O depoimento do Wagner Tiso, parceiro desde os tempos de
meninos em Três Pontas, é comovente. Desculpando-se, ele chora – a moça na fila
de trás da minha no cinema faz eco: “eu também estou chorando”. Bom, e eu
também. O Chico Buarque, outro octogenário, ao assistir àquele vídeo famoso –
Milton vocalizando o início de “O que será?”, ao lado de um Chico encantado –, experimenta
a mesma emoção, expressa num leve piscar de olhos, uma forma de não deixar as
lágrimas caírem. A gente está no mesmo barco, bambino.
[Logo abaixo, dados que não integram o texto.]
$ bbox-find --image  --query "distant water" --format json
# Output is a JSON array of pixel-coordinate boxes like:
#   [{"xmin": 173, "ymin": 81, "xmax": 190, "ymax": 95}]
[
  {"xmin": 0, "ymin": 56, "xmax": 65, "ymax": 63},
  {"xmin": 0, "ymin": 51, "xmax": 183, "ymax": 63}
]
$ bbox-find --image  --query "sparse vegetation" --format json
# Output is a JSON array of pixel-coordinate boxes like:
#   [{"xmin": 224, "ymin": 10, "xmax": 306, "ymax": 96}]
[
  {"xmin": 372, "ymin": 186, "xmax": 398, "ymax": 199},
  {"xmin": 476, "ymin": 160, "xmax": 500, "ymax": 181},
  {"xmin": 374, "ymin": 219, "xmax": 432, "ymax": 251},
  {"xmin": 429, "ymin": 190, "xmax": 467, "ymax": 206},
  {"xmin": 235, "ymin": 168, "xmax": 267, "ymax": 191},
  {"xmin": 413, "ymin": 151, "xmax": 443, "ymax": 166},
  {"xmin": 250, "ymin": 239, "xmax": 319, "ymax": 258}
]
Há pelo menos um momento de poesia absoluta: Criolo e Mano
Brown, um sem saber o que se passa com o outro, falam a letra de “Morro Velho”.
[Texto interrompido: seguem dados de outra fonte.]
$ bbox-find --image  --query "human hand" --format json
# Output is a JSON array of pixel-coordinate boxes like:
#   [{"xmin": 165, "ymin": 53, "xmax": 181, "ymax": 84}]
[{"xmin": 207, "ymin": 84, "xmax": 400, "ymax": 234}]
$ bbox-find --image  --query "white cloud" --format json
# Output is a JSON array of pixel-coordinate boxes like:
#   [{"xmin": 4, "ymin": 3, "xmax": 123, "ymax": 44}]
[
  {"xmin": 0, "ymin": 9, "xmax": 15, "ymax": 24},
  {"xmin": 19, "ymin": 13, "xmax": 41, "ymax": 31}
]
Criolo, sereno, se agarra à beleza da amizade entre o preto e o branco, o rico
e o pobre. Mano Brown, contestador, não esquece a luta de classe, delimita bem
que, no fim, é o preto na lida e o branco no comando, dono de tudo. Há que se
dizer que as duas coisas estão na letra do Milton. Essas leituras tão distintas
acontecem com Hamilton de Holanda solando a melodia no bandolim. Nessa cena, o
filme toma outra dimensão, são três caras que se chegaram ao Bituca bem depois
do Clube da Esquina, das andanças mundo afora, das parcerias com Elis, Chico,
Caetano e Gil. É forte. Assim como é forte o final, Milton ouvindo e regendo Angela
Maria cantar Babalu. Presenciamos a reverência sentimental do homem ao seu
berço musical, as cantoras.
Corro o risco de cometer uma heresia, mas vamos lá: o texto
narrado por Fernanda Montenegro é fraco, repetitivo. E a narração da atriz – que
me marcou em “Eles não usam Black-tie” e nos recentes “Ainda estou aqui” e
“Vitória” – me pareceu excessiva.
Fui à estreia de “A última sessão de música” (na saída,
Lenine flanava pelo estacionamento assobiando “Meu menino”, música da Ana Terra
e Danilo Caymmi, gravada no Clube da Esquina 2 e não cantada no show). Não sou
chegado a ninguém, não fui agraciado diretamente com um convite vip, mas estava
lá. A história é longa, não a contarei, o que interessa é que eu e uma grande
amiga fazíamos parte da plateia. O show me jogou nas cordas, emoção que deixou
de ser momentânea, transformando-se em perene: ficou como memória de minha
querida amiga que em breve nos deixaria.
É nascimento.
É vida, “vida, que amor brincadeira”.
Não poderia deixar de ser morte.
Milton é meu Deus particular.
6 comentários:
Poético, Xande, e verdadeiro, sei.
Viva nosso Bituca, Branca.
Que bom que está sendo tão homenageado em vida!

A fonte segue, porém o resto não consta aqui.